Frédéric Kochman est pédopsychiatre à la clinique Lautréamont de Loos (Nord), un centre spécialisé dans la santé mentale des jeunes. Son unité accueille 36 patients âgés de 13 à 17 ans. Un quart d’entre eux souffre des conséquences d’un harcèlement scolaire. Le médecin met des mots sur ce fléau.

Déni

« D’emblée, ces ados n’emploient pas le terme, mais les problèmes de scarification, de démotivation, de déscolarisation pour lesquels ils nous sont adressés sont l’expression de souffrances psychiques, ou physiques, liées à du harcèlement. Le pic se situe au collège, au début de l’adolescence, période vulnérable où ils vivent difficilement l’image de leur corps qui change, et où ils « désidéalisent » leurs parents... Moins d’un tiers des collégiens vont s’en ouvrir aux adultes. Mais ne sont pas pris au sérieux. Or rien n’est pire que l’impossibilité de mettre des mots sur sa souffrance. »

Fragilité

« Il suffit d’un trait physique (surpoids, acné...) ou d’une situation familiale douloureuse – « Ta mère est morte l’année dernière, c’est bien fait pour toi »... Ces fragilités auxquelles il ne peut rien, associées à une hyperémotivité, transforment l’adolescent en victime. Il rougit, tremble, prend la mouche, et ses réactions excessives font rire ses bourreaux. Le harcèlement ne s’arrête pas à l’école, dans 80 % des cas, il s’amplifie sur les réseaux sociaux... »

Souffrance

« Une insulte dans la cour, répercutée par SMS, sur Facebook ou Snapchat, peut provoquer une vraie déflagration. Attaqué dans sa confiance en lui, l’ado, dans l’incapacité de se défendre, se sent submergé par la peur. Nos patients connaissent des états de stress post-traumatique. Les moqueries, les gestes violents, l’effet de groupe, comme des coups de butoir à répétition, finissent par provoquer un effondrement psychique. Et conduisent à des dépressions accompagnées d’idées suicidaires, de refus scolaires, des angoisses qui s’expriment par des troubles physiques, des pertes de connaissance par exemple. Le jeune passe son temps à l’infirmerie... Ces signes doivent être des signaux d’alarme. »

Confiance

« Nous aidons nos patients à regagner confiance en eux par différentes thérapies, cognitives et comportementales.
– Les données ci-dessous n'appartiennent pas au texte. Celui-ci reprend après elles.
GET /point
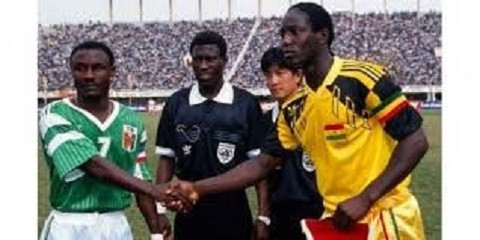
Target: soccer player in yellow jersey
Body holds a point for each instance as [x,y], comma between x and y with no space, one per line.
[356,125]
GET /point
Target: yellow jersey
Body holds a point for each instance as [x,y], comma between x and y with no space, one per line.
[349,127]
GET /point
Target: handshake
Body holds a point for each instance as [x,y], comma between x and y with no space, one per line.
[178,196]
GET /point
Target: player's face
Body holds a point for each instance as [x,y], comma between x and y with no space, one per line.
[281,82]
[298,40]
[91,72]
[208,64]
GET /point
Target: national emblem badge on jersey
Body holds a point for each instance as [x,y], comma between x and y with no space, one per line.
[129,138]
[307,163]
[225,152]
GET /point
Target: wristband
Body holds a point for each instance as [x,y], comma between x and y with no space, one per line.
[264,219]
[160,208]
[156,236]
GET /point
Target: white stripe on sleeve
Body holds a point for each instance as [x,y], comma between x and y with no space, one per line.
[51,120]
[253,153]
[59,139]
[162,151]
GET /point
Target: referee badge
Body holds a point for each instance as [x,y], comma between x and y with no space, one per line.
[307,163]
[129,138]
[225,152]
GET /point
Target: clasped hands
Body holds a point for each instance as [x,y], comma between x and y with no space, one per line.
[178,196]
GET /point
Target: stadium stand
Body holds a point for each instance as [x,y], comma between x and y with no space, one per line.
[151,55]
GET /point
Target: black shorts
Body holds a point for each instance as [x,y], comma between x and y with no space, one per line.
[286,219]
[219,217]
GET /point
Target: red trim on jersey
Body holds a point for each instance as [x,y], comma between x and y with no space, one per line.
[141,158]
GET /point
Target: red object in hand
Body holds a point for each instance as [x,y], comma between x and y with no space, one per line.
[316,229]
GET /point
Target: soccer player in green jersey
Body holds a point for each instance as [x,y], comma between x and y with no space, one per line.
[95,150]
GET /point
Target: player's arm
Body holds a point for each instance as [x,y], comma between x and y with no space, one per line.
[100,168]
[242,176]
[279,137]
[145,203]
[73,155]
[166,161]
[402,122]
[164,175]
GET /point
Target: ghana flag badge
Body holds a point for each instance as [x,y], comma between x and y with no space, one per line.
[335,132]
[129,137]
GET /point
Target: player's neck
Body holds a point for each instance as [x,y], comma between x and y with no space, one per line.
[317,70]
[99,107]
[211,92]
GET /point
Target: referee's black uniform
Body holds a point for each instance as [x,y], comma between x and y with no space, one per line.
[207,138]
[293,192]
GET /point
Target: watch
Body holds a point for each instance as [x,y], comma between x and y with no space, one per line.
[264,219]
[160,208]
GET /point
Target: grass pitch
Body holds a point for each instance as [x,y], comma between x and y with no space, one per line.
[426,182]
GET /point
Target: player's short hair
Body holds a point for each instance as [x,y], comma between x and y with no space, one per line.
[319,18]
[94,45]
[210,37]
[274,56]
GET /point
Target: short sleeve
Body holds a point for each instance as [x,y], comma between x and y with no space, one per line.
[387,104]
[141,168]
[65,144]
[164,144]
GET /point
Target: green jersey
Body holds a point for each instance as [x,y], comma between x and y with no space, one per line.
[71,136]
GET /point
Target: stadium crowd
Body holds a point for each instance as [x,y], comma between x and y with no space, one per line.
[151,55]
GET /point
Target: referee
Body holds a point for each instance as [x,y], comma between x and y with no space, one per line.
[206,130]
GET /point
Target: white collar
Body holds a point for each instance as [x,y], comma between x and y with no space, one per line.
[275,111]
[225,95]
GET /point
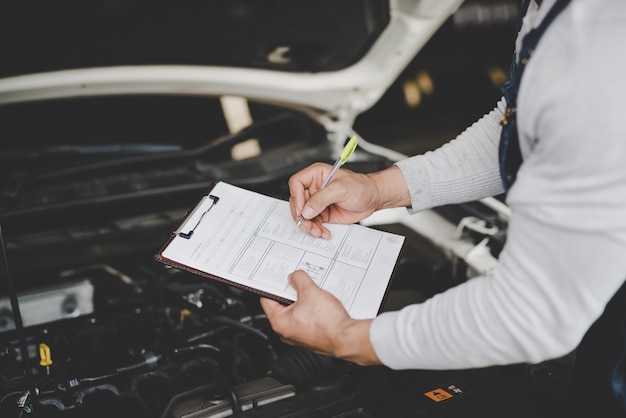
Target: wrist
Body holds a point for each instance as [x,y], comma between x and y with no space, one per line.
[391,188]
[353,343]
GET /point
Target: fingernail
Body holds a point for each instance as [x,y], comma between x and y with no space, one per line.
[308,212]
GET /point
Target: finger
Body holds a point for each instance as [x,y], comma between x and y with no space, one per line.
[305,183]
[317,229]
[335,192]
[301,281]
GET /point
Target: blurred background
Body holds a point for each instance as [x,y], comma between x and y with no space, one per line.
[452,82]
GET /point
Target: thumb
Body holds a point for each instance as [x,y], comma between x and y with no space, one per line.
[301,281]
[271,307]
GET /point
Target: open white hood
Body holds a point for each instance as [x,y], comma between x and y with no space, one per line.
[340,95]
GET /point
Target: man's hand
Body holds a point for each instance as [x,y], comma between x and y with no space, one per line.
[350,197]
[318,321]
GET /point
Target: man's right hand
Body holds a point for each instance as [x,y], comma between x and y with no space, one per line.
[350,197]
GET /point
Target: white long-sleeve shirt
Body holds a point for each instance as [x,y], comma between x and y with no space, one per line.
[565,254]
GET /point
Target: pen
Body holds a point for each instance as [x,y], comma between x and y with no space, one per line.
[343,157]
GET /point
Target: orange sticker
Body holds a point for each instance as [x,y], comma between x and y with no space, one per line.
[438,395]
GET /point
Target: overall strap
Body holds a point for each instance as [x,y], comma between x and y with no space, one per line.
[510,156]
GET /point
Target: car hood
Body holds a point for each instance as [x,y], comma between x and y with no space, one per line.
[332,58]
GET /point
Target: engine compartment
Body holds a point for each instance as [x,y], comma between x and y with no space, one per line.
[108,331]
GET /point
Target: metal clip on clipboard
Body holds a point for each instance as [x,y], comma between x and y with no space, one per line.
[188,235]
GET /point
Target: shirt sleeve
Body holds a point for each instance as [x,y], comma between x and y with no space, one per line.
[462,170]
[565,253]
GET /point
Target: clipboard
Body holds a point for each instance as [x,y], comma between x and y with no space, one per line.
[247,240]
[180,232]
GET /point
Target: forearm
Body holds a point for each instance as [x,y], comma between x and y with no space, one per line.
[353,344]
[462,170]
[391,188]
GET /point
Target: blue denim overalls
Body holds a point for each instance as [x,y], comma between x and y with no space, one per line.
[600,369]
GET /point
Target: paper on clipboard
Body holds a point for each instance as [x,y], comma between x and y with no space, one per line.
[248,240]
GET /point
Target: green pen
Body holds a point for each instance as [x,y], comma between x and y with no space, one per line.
[343,157]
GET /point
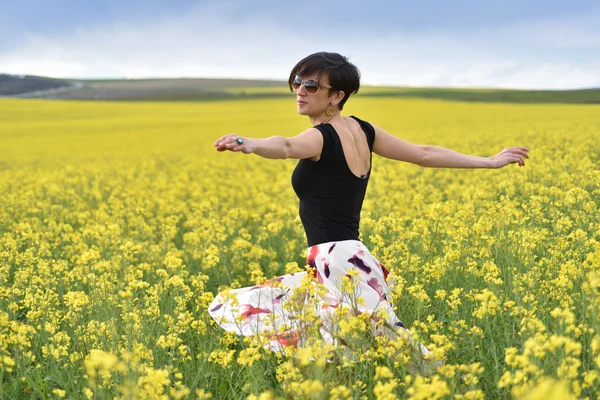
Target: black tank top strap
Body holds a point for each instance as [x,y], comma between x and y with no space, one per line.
[328,141]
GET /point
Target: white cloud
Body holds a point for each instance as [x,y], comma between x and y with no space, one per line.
[210,42]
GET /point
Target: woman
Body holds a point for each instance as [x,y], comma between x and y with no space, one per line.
[330,180]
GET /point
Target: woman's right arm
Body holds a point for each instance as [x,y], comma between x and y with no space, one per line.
[308,144]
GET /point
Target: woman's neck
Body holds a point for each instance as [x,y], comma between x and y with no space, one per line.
[323,118]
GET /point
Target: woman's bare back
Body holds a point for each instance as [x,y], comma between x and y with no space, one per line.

Nous leur faisons travailler la méditation, pour apprendre à maîtriser leur émotivité. Parfois, il faut passer par une aide médicamenteuse, quand la dépression est trop forte. Non soignés, les effets d’un harcèlement handicapent toute la vie. »

Responsabilité

« Le « prédateur » est généralement un ancien enfant roi, qui a eu tout pouvoir à la maison. Il a peu accès à l’empathie et à la compassion. Cette insensibilité est renforcée par le fait qu’il est souvent « cyber addict », adepte de jeux violents où le héros est insensible. Le gangster de « Scarface » est un de ses modèles. Le harceleur joue le chef de bande. Ses parents refusent parfois de reconnaître leur responsabilité dans l’éclosion de son agressivité et sa violence. Ils menacent même de porter plainte si on les met en cause. Les filles, elles, se sentent toutes-puissantes en groupe, liguées contre celle ou celui qui est un peu différent. Nous soignons aussi les harceleurs. L’amélioration peut passer par des jeux de rôle, ou une psychothérapie familiale. »

Mercredi 30 octobre à 20h30 sur LCP. Documentaire français de Laurent Follea et Andrea Rawlins-Gaston (2014). 1h09. (Disponible en replay sur le site de LCP).